A Wielder's Trials

A Wielder's Trials

41 chapters / 102517 words

Approximately about 9 hours to read


Califica Wansani had died with her family. Died with them in the midst of a rebellion targeting magical possessors. Targeting people like her.

The parts of her that she loved - being a daughter, a sister - were no more. Now, the only identity that matter was what she was rather than who she was. But it didn't just matter to her.

With a rebellion rising in the countryside, targeting and killing possessors, Califica is forced to hide in the capital of Acroma.

During her time in the capital, she was discovered by the King and sent to train to become his next prize and weapon. But while she trains and learns more about her powers, Califica is forced to face her demons. And through it all Califica has to decide if she's willing to lose herself for the one identity that wants it all.

Book 1 of series


Action, Fantasy, Novel



4 days ago Kayla Amaro said:

I read the prologue and the first two chapters. Like Viviann, fantasy isn't something I read a lot of because it doesn't interest me all that much. Nevertheless, I still really enjoyed reading this. Amazing story! Keep up the good work!


13 days ago Viviann Stark said:

I read the first three chapters and I have to say I enjoyed this more than I thought I would so far. Fantasy isn't something I usually read, but I quickly grew a liking toward Califica (and her name) and became protective of her when reading the tavern scene and any part dealing with those three monsters. Those guys were awful to her!

I'm not the type to point out every single grammar and spelling mistake, but if you would like me to go back and do so I surely will. I didn't see too many, honestly.
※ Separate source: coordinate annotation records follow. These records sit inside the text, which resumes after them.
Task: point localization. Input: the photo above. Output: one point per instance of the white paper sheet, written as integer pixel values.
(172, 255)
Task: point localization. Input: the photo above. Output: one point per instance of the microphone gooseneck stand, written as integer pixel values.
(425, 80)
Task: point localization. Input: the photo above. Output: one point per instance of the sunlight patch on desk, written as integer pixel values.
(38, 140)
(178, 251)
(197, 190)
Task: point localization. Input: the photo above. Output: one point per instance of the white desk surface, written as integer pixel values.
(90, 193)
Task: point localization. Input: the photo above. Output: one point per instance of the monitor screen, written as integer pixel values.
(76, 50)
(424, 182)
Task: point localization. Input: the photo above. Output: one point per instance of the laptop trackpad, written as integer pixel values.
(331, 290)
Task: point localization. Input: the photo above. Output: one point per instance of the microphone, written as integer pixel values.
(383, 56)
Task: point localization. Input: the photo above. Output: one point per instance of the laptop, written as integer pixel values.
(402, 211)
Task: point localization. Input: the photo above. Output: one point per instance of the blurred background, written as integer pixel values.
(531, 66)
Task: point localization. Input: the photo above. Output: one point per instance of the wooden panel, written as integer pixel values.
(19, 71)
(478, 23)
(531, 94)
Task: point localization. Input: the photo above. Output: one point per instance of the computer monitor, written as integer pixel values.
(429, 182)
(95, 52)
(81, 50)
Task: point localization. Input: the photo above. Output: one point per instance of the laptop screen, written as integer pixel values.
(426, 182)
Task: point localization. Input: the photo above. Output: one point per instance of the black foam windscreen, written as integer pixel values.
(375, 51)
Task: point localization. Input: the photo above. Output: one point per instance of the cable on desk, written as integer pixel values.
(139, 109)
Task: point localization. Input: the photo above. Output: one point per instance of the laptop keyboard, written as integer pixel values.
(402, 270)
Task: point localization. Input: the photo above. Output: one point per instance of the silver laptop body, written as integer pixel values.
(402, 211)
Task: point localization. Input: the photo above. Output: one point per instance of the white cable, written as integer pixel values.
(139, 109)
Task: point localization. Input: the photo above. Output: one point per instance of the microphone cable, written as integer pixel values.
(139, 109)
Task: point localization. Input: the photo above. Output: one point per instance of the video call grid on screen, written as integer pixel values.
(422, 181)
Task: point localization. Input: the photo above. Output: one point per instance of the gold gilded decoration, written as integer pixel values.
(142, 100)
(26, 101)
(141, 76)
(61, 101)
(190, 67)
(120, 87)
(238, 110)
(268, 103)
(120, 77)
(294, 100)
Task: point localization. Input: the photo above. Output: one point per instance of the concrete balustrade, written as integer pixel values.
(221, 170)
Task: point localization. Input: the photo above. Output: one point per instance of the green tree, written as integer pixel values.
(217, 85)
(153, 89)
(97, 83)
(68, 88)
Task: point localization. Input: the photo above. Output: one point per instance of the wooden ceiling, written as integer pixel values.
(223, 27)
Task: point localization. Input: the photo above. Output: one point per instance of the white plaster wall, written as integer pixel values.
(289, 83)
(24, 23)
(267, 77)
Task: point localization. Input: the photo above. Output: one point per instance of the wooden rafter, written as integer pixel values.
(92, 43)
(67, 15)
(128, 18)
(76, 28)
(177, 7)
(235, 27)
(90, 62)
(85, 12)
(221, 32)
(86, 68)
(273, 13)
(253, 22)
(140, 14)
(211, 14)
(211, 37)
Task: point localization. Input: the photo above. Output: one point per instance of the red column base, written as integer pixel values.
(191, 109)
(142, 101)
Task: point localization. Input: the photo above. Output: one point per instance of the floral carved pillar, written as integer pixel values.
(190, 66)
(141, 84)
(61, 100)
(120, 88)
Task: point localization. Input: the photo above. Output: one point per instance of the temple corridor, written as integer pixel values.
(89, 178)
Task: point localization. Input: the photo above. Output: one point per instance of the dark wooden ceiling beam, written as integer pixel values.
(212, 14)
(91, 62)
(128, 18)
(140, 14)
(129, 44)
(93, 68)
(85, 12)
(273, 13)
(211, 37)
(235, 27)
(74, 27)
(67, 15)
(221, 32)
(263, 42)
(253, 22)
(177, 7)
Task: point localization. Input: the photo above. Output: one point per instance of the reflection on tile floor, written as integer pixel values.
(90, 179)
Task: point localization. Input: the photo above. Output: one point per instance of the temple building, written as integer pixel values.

It was an enjoyable read and I would love to read on when I finish my other swaps.


19 days ago Olivia Carlyle said:

This story was absolutely fantastic! I stayed up late just trying to get to the next chapter! You had the perfect blend of action and mystery. I really think that you could've made Califica a little bit more guarding about her body. I didn't like how she just let the men ogle her and not do anything about it. All in all, this is an absolutely amazing piece. I am positive you will get somewhere with your writing.

Candy corn

3 months ago Christine Hungerford said:

I really thought your story was interesting. Although I did not care for Califica being seen as someone the men could just feast their eyes on, I think that you would have a great story if Califica runs away from the bar, or if she shows the men that she is not just a piece of meat.

There are some grammar and content errors in your story I'll mention in my review.



3 days ago cress said:

This was a very fun and intriguing read. I'm not a huge fan of high fantasy so I began the story in a rather critical state of mind. I'm pleased to say that you kept me interested and intrigued as a reader! Your descriptions are lovingly done and incredibly eloquent- I can tell how much work and thought you put into this. I also really like Califica as a heroine. Oft-times in high fantasy I've noticed that female leads are either super tough and headstrong and hard or soft and flimsy and damsel-in-distress-y. Califica is a wonderful middle ground between brute strength and willowy sensitivity and I found myself rooting for her. The only advice I would give is to make sure, at times, that you don't get too verbose. Also, just because I'm a nerd, I'd love to hear a bit more about the world, but there might be more worldbuilding in the later chapters? I'll keep reading. Thanks so much!


4 days ago Paige Johnson said:

I like how, sentence by sentence, the scene is revealed and so immersive. However, "tingling with numbness" is kind of an oxymoron. Otherwise, the flow is well-done.It feels very polished, publishable/professional. Good juxtaposition of temperature and tone from the pro to ch 1. Very realistic, I'm glad you included the gross bits about smelling of piss even. It feels like you've actually lived through this. They bleach their hair to go into the service. Interesting. I suppose it'd blend with the snow,but I couldn't say so for the maroon, though I'm sure it looks very cool. The line about how a strike with a coin would be more painful is powerful. Hm, though she does seem very jumpy for someone who is clearly familiar with this atmosphere.